Despite high rates of harm attributable to alcohol use itself and the associated marginalization of illicit drinkers in Vancouver's Downtown Eastside (DTES), alcohol-specific harm reduction services there are under-resourced and highly disconnected from one another. In response to these conditions and high rates of death amongst its membership, the Eastside Illicit Drinkers Group for Education, an affiliate group of the Vancouver Area Network of Drug Users, convened a regular meeting of stakeholders, termed a "community of practice" in 2019 to bring together peers who used beverage and non-beverage alcohol, shelter and harm reduction service providers, public health professionals, clinicians, and policymakers to improve system-level capacity to reduce alcohol-related harm. The discussions that followed from these meetings were transformed into the Vancouver Alcohol Strategy (VAS), a comprehensive, harm reduction-oriented policy framework for alcohol harm reduction in the DTES. This article highlights our experiences producing community-led alcohol policy through the VAS with specific attention to the ways in which people who use alcohol themselves were centred throughout the policy development process. We also provide summary overviews of each of the VAS document's 6 thematic areas for action, highlighting a sampling of the 47 total unique recommendations. Historically, people who use non-beverage alcohol and whose use of alcohol in public spaces is criminalized due to housing precarity and visible poverty have been excluded from the development of population-level alcohol policies that can harm this specific population. The process of policy development undertaken by the VAS has attempted to resist this top-down approach to public health policy development related to alcohol control by intentionally creating space for people with lived experience to guide our recommendations. We conclude by suggesting that a grassroots enthusiasm for harm reduction focused policy development exists in Vancouver's DTES, and requires resources from governmental public health institutions to meaningfully prevent and reduce alcohol-related and policy-induced harms.

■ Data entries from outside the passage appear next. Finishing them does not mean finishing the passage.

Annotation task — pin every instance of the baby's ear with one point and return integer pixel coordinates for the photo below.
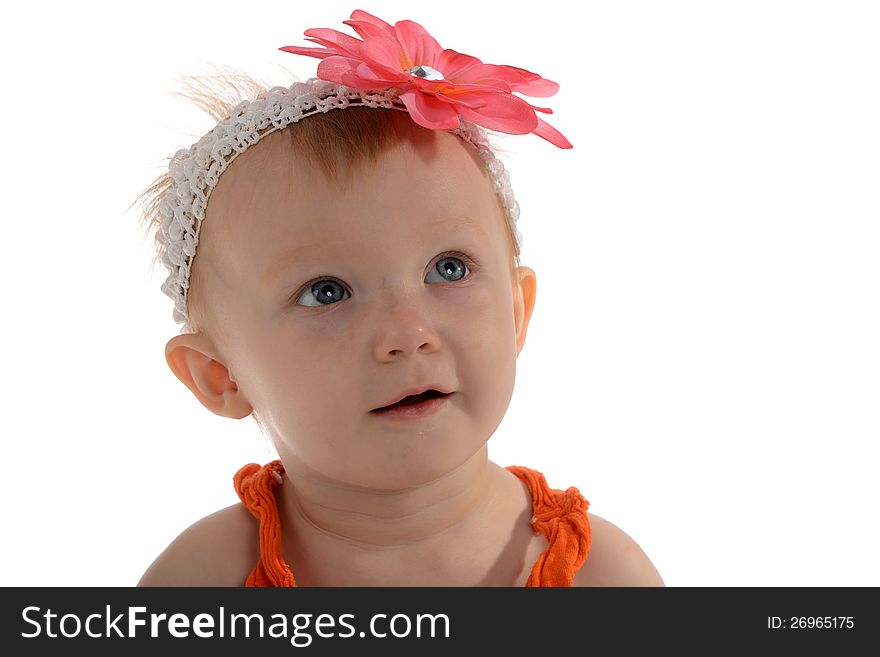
(194, 360)
(525, 288)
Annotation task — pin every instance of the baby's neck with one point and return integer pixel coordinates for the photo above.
(456, 531)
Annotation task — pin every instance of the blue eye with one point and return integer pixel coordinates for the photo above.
(326, 291)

尽管温哥华唐人街(DTES)的酒精使用本身及其相关的非法饮酒者边缘化导致高比例的伤害,但那里的酒精特定减少伤害服务资源不足,彼此之间高度脱节。针对这些情况以及其成员中的高死亡率,作为温哥华吸毒者网络附属组织的东端非法饮酒者教育小组,于 2019 年召集了利益相关者的定期会议,称为“实践社区”,将使用饮料和非饮料酒精、庇护和减少伤害服务提供者、公共卫生专业人员、临床医生和政策制定者聚集在一起,以提高系统层面减少与酒精相关伤害的能力。这些会议的讨论被转化为温哥华酒精战略(VAS),这是一个针对 DTES 酒精减少伤害的全面、以减少伤害为导向的酒精政策框架。本文通过 VAS 重点介绍我们在制定以社区为主导的酒精政策方面的经验,特别关注在整个政策制定过程中始终将饮酒者本身置于中心地位的方式。我们还概述了 VAS 文件 6 个行动主题领域的每个领域,突出了 47 项独特建议中的一些建议。从历史上看,由于住房不稳定和明显的贫困,非饮料酒精的使用者和其在公共场所的饮酒行为因被定为犯罪而被排除在可伤害特定人群的人群级别的酒精政策制定之外。VAS 进行的政策制定过程试图通过有意为有生活经验的人创造指导我们建议的空间,抵制与酒精控制相关的自上而下的公共卫生政策制定方法。最后我们建议,温哥华 DTES 地区存在以减少伤害为重点的政策制定的基层热情,需要政府公共卫生机构的资源,以有意义地预防和减少与酒精相关的和政策导致的伤害。